Crossing the Bridge to Rome

Pope Benedict isn’t just welcoming Anglicans who are swimming the Tiber to Rome — he’s building them a bridge. That was my first thought when I learned early today of the new structures the Catholic Church will soon have in place to care for the traditionally-minded Anglicans who want to be in full communion with Rome. There are many of them - the Traditional Anglican Communion, some 400,000 strong, has many members who want to return to Rome. They have become increasingly dissatisfied with the Anglican Church as it has discarded more and more of the ancient Christian doctrines and practices, and ordained openly and actively gay clergy.

It was fifty years ago that Pope John XXIII, in announcing that he would call the Second Vatican Council, expressed the hope for the reunion of Christian Churches. Four years later, on his deathbed, he continued to murmur his greatest wish: Ut unum sint (that they may be one). Today, Pope Benedict has brought that dream a giant step closer to reality, at least for Anglicans.
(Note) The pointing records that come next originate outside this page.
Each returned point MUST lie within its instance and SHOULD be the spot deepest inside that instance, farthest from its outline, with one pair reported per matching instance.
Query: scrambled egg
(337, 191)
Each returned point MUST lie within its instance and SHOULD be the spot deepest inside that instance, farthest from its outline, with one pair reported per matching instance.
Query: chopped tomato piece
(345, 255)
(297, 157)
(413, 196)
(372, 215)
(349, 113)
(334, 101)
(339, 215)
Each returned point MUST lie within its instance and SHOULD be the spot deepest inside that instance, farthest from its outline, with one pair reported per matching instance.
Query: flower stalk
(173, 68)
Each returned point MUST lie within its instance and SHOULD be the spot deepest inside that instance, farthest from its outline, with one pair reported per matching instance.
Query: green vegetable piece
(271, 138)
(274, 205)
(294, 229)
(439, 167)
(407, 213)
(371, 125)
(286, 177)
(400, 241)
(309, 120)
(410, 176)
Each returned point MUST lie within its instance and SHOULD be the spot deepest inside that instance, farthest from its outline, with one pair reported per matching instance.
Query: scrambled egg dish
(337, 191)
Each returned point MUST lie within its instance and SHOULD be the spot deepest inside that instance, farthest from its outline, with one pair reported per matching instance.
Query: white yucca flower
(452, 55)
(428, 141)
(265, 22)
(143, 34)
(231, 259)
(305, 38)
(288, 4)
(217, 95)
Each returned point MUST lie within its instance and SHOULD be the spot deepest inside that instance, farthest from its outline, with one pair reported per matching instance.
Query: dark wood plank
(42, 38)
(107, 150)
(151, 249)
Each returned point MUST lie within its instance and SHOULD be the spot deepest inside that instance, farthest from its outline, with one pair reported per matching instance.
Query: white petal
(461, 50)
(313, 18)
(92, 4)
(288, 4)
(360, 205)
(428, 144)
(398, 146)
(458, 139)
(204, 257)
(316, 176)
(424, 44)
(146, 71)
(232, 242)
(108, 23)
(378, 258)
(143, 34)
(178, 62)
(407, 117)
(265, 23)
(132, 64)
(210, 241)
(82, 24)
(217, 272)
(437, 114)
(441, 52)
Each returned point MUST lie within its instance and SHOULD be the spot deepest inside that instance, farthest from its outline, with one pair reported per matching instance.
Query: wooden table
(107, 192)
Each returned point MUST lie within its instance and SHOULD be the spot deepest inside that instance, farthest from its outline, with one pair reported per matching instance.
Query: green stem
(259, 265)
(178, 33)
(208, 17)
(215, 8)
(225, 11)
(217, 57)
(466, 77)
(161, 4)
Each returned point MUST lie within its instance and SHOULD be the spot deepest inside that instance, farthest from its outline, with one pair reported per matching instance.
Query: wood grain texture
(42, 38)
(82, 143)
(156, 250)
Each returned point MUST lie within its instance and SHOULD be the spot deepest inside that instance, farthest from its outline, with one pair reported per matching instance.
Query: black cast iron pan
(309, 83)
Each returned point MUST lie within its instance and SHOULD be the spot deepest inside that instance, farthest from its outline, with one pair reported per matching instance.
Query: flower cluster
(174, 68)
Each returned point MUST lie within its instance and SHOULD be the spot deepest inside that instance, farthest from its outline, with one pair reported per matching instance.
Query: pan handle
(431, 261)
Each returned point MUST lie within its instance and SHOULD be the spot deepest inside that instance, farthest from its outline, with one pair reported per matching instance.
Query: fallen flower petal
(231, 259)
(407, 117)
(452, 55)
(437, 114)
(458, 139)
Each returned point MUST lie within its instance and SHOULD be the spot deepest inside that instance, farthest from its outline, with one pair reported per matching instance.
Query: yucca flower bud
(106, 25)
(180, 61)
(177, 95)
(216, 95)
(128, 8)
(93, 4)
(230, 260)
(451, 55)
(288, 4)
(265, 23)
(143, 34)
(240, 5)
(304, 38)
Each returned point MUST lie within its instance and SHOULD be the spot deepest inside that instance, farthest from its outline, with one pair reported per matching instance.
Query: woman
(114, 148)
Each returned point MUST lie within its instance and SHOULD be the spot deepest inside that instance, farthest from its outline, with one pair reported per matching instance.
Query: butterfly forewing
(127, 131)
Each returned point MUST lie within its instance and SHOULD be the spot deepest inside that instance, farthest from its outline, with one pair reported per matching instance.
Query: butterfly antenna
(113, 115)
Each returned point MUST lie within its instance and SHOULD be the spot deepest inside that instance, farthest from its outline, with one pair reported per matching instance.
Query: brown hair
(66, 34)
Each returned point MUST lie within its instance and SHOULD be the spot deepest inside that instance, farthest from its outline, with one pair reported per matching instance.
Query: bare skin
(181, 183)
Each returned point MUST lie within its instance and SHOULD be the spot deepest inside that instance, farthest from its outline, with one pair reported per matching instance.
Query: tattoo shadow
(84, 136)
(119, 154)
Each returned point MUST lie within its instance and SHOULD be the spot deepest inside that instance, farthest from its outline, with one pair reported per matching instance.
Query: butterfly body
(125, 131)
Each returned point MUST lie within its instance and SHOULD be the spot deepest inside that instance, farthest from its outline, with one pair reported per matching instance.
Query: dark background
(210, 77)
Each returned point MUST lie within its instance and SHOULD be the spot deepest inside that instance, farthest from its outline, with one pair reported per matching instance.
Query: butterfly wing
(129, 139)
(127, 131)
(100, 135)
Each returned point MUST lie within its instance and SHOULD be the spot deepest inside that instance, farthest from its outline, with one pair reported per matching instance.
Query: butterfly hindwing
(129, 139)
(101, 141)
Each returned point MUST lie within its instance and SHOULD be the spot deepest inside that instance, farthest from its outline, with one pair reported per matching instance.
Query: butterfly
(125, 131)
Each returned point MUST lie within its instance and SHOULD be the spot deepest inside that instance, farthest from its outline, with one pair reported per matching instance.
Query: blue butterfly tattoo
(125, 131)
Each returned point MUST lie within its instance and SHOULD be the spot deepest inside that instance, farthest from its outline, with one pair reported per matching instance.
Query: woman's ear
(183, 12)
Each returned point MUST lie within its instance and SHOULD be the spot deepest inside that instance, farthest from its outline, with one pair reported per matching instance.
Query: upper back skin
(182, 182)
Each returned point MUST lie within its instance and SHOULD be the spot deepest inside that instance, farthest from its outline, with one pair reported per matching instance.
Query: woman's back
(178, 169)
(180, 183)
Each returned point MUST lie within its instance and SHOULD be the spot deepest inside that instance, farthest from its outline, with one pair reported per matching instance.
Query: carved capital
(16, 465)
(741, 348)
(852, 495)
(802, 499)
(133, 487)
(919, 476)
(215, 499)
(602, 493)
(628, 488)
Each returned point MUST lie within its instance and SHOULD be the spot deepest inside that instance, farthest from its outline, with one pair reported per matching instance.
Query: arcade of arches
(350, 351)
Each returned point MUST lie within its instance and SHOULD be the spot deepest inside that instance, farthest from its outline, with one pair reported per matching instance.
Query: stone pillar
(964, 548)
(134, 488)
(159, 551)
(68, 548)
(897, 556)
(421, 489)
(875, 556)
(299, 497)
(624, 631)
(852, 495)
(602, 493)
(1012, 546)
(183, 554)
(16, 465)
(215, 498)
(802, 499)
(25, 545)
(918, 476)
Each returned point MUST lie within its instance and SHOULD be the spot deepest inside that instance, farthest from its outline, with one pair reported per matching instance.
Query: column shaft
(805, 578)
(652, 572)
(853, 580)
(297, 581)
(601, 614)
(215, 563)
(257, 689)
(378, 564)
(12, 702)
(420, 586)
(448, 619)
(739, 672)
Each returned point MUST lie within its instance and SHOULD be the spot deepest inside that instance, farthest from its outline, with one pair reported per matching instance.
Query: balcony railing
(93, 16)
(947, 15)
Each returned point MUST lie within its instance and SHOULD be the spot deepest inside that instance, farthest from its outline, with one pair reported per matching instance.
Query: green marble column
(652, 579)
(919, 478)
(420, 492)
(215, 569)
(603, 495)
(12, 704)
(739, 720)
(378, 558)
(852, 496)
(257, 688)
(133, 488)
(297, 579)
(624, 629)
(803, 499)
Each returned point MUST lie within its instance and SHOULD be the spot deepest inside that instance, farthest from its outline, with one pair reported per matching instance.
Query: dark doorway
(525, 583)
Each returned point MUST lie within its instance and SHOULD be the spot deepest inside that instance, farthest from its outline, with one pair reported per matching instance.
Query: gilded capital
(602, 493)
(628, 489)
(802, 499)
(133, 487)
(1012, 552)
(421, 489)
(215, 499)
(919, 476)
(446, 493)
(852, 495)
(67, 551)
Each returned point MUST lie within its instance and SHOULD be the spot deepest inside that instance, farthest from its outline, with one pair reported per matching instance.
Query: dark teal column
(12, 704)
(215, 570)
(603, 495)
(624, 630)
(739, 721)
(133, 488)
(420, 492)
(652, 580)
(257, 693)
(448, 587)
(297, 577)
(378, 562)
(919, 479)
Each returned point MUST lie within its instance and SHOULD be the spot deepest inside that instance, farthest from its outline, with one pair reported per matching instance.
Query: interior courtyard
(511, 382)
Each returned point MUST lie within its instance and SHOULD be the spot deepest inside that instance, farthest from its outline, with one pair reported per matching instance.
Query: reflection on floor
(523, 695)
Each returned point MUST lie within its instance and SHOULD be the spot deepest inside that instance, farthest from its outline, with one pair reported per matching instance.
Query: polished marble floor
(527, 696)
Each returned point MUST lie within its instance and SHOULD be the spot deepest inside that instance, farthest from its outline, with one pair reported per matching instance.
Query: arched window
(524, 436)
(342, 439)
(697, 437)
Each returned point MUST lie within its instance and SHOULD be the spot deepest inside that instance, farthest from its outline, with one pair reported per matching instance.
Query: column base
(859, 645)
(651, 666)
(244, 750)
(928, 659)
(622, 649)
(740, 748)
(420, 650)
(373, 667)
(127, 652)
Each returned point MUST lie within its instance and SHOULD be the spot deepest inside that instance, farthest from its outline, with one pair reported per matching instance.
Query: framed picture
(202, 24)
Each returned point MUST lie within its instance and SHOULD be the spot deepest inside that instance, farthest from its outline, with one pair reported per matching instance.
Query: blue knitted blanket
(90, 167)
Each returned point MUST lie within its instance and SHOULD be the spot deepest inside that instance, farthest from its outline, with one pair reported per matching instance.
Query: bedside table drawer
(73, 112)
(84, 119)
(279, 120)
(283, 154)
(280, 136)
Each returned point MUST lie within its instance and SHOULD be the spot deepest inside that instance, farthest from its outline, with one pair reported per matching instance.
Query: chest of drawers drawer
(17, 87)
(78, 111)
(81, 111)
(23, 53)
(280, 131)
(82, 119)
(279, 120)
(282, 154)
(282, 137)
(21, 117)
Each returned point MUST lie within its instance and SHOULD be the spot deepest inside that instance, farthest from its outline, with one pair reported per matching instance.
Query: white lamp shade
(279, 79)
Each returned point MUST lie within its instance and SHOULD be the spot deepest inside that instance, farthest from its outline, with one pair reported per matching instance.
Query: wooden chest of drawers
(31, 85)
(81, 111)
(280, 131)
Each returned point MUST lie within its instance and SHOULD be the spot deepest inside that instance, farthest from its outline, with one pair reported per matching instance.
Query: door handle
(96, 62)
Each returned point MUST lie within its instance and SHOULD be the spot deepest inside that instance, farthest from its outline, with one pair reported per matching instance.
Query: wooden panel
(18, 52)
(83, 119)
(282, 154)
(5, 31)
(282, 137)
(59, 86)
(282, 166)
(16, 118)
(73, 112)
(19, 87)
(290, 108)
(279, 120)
Of course, the majority of the Anglican Church will be cut off, perhaps more than ever, from seeing eye to eye with Rome, but they are fast losing all credibility as Christians, even among their own flocks. Benedict’s bridge will no doubt see more and more traffic in coming years.

The Anglican converts will keep much of their own liturgy and spiritual traditions. This move is at one with Benedict’s wise understanding about the traditionalist Catholics in our own fold — “we can be different but still united.”

Rocco, of course, stole my headline(!), but he has an excellent analysis, as usual.

Here are the text of the Note by the Congregregation for the Doctrine of the Faith, and the text of the joint declaration of the Catholic Archbishop of Westminster, Vincent Nichols, and the Anglican Archbishop of Canterbury, Rowan Williams.

I wonder whether the reason the date for John Henry Newman’s beatification has been delayed is so that the Catholics and newly in-communion Anglicans can jointly celebrate the Mass elevating this Anglican convert to the altars. If so, what a grand day that will be!

Welcome home to all the exiles.

Update: October 21

Here’s an article from the Catholic Key blog: a commentary on Benedict’s move by a former Anglican priest, now a Catholic priest at an Anglican use parish. Fascinating!

October 23

Here is some more fascinating information from a website dedicated to Cardinal Newman, about his hopes for Anglican reunion with Rome a century ago. The scheme that was proposed at that time collapsed, but as Newman wrote:

“It seems to me there must be some divine purpose in it. It often has happened in sacred and in ecclesiastical history, that a thing is in itself good, but the time has not come for it … And thus I reconcile myself to many, many things, and put them into God’s hands. I can quite believe that the conversion of Anglicans may be more thorough and more extended, if it is delayed – and our Lord knows more than we do.”

Prophetic words indeed.

And it seems that St. Therese of Lisieux, whose relics were on display very recently in England, may have had a large role to play in all this. The whole story is worth reading.